On Aug 16, 2009, at 11:02 PM, Ralph Castain wrote:
I think the problem here, Eugene, is that performance benchmarks are far from the typical application. We have repeatedly seen this - optimizing for benchmarks frequently makes applications run less efficiently. So I concur with Chris on this one - let's not go -too- benchmark happy and hurt the regular users.
FWIW, I've seen processor binding help real user codes, too. Indeed, on a system where an MPI job has exclusive use of the node, how does binding hurt you?
On nodes where multiple MPI jobs are running, if a resource manager is being used, then we should be obeying what they have specified for each job to use. We need a bit more work in that direction to make that work, but it's very do-able.
When resource managers are not used and multiple MPI jobs share the same node, then OMPI has to coordinate amongst its jobs to not oversubscribe cores (when possible). As Ralph indicated in a later mail, we still need some work in this area, too.
Here at LANL, binding to-socket instead of to-core hurts performance by ~5-10%, depending on the specific application. Of course, either binding method is superior to no binding at all...
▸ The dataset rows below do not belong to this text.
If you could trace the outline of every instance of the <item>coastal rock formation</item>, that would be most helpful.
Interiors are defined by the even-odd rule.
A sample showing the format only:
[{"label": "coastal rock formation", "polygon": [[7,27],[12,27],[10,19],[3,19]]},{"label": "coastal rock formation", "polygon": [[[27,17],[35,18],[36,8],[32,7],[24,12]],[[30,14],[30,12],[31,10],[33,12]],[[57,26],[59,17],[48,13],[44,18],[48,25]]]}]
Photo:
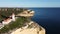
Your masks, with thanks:
[{"label": "coastal rock formation", "polygon": [[13,31],[11,34],[45,34],[45,29],[37,23],[30,21],[26,26]]},{"label": "coastal rock formation", "polygon": [[[23,24],[23,25],[20,26],[21,25],[20,20],[19,20],[18,17],[15,17],[15,16],[19,16],[19,18],[23,17],[23,19],[26,18],[28,21],[27,22],[22,22],[21,24]],[[43,27],[41,27],[38,23],[30,20],[29,17],[32,17],[32,16],[34,16],[34,11],[33,10],[24,10],[23,12],[21,12],[17,15],[12,14],[10,17],[12,17],[12,21],[14,23],[16,21],[15,19],[18,18],[18,21],[15,24],[13,23],[14,29],[13,29],[13,27],[11,27],[11,30],[10,30],[9,27],[12,24],[12,23],[10,23],[11,22],[10,21],[10,22],[8,22],[8,23],[10,23],[10,26],[9,26],[9,24],[6,25],[6,27],[9,31],[6,29],[8,32],[5,32],[6,30],[3,28],[5,31],[4,31],[4,33],[0,33],[0,34],[45,34],[45,29]],[[24,20],[22,20],[22,21],[24,21]],[[16,24],[19,25],[19,27]],[[17,28],[15,27],[15,25],[17,26]],[[2,28],[2,27],[5,27],[5,26],[0,23],[0,27]]]}]

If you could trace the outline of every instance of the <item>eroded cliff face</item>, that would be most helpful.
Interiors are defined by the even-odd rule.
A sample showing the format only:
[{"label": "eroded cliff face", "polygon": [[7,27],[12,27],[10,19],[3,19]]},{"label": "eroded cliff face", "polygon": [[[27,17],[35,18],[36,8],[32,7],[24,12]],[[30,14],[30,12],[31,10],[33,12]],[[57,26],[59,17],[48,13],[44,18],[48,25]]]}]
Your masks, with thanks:
[{"label": "eroded cliff face", "polygon": [[[45,34],[45,29],[34,21],[31,21],[29,17],[34,15],[34,11],[26,10],[16,16],[26,17],[29,22],[25,22],[20,28],[15,28],[7,33],[2,34]],[[20,21],[19,21],[20,22]]]},{"label": "eroded cliff face", "polygon": [[[34,11],[26,10],[18,14],[18,16],[30,17],[34,15]],[[28,19],[29,20],[29,19]],[[13,31],[11,34],[45,34],[45,29],[34,21],[29,20],[24,26]]]},{"label": "eroded cliff face", "polygon": [[45,29],[39,26],[37,23],[30,21],[25,26],[18,28],[11,34],[45,34]]}]

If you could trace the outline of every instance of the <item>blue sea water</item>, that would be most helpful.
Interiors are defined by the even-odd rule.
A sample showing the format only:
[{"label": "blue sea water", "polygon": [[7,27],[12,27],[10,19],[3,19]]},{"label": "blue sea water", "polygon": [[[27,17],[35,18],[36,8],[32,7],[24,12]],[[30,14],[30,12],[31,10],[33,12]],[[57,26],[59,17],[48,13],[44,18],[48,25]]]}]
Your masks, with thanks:
[{"label": "blue sea water", "polygon": [[46,29],[46,34],[60,34],[60,8],[29,8],[35,11],[32,20]]}]

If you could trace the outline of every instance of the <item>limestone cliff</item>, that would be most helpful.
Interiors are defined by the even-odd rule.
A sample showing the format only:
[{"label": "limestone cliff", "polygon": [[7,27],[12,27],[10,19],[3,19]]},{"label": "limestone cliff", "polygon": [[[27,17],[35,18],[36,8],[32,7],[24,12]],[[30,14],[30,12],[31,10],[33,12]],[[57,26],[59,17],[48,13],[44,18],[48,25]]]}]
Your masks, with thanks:
[{"label": "limestone cliff", "polygon": [[[34,15],[34,11],[26,10],[18,16],[23,17],[30,17]],[[45,29],[41,27],[39,24],[37,24],[34,21],[29,21],[29,23],[26,23],[23,27],[18,28],[17,30],[13,31],[11,34],[45,34]]]},{"label": "limestone cliff", "polygon": [[30,23],[27,23],[26,26],[18,28],[11,34],[45,34],[45,29],[37,23],[30,21]]}]

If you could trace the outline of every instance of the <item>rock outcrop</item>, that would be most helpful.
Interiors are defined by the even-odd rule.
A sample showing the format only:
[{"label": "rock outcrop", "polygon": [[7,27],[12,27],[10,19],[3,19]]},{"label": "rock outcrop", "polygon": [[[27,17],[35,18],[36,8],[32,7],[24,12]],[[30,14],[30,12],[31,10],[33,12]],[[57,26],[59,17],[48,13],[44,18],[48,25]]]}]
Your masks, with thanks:
[{"label": "rock outcrop", "polygon": [[37,23],[30,21],[26,26],[13,31],[11,34],[45,34],[45,29]]},{"label": "rock outcrop", "polygon": [[[26,10],[17,16],[30,17],[34,15],[34,11]],[[45,29],[41,27],[39,24],[34,21],[29,21],[29,23],[25,24],[23,27],[18,28],[13,31],[11,34],[45,34]]]}]

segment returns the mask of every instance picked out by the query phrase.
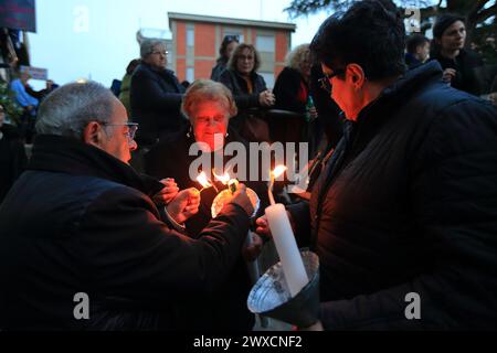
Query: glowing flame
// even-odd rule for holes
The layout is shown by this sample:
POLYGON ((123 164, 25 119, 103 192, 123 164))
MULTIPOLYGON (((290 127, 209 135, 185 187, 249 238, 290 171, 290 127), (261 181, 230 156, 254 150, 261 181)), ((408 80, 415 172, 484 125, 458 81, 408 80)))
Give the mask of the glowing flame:
POLYGON ((218 175, 218 174, 215 173, 215 171, 212 170, 212 174, 214 175, 214 178, 215 178, 216 180, 219 180, 220 182, 222 182, 223 185, 228 185, 228 183, 229 183, 230 180, 231 180, 231 176, 230 176, 230 174, 229 174, 228 172, 225 172, 223 175, 218 175))
POLYGON ((202 185, 202 188, 210 188, 212 186, 212 184, 209 182, 205 172, 201 172, 199 174, 199 176, 197 176, 197 181, 199 182, 199 184, 202 185))
POLYGON ((277 165, 272 174, 274 176, 274 179, 278 178, 279 175, 282 175, 285 171, 287 170, 287 168, 285 165, 277 165))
This is probably not too surprising (i.e., allowing the OS to move jobs around between cores on a socket can probably involve a little cache thrashing, resulting in that 5-10% loss). I'm hand-waving here, and I have not tried this myself, but it's not too surprising of a result to me. It's also not too surprising that others don't see this effect at all (e.g., Sun didn't see any difference in bind-to-core vs. bind-to-socket) when they ran their tests. YMMV.
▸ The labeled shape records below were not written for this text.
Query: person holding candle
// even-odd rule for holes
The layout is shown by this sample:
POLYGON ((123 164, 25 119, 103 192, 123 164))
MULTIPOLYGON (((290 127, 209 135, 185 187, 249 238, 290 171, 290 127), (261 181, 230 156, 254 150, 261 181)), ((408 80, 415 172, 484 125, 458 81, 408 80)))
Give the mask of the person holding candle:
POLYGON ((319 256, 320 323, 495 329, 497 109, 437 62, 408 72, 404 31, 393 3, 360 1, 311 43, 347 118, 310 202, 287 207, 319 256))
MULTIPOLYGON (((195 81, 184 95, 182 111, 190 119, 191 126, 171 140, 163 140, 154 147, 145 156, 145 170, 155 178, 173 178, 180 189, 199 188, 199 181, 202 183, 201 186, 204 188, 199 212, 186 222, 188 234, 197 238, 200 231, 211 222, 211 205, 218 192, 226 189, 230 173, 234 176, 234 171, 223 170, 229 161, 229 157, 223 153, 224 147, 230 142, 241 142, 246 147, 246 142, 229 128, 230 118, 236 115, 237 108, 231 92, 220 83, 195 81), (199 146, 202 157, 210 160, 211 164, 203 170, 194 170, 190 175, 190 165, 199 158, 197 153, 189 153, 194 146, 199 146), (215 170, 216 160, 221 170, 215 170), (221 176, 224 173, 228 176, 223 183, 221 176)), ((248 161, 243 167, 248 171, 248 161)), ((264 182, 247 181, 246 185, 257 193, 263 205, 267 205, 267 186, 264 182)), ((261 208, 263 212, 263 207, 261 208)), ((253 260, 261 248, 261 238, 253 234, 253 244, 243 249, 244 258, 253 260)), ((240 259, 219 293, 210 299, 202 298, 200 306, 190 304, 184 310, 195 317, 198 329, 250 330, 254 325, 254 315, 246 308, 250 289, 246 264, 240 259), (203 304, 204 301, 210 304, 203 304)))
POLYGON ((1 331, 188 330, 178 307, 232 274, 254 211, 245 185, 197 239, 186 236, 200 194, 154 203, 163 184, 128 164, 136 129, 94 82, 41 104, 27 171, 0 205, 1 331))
I'd actually be in favor of a by-core binding (not by-socket), but spreading the processes out round robin by socket, not by core. All of this would be the *default* behavior, of course -- command line params/MCA params will be provided to change to whatever pattern is desired.
UNLESS you have a threaded application, in which case -any- binding can be highly detrimental to performance.
I'm not quite sure I understand this statement. Binding is not inherently contrary to multi-threaded applications.
-- Jeff Squyres jsquy...@cisco.com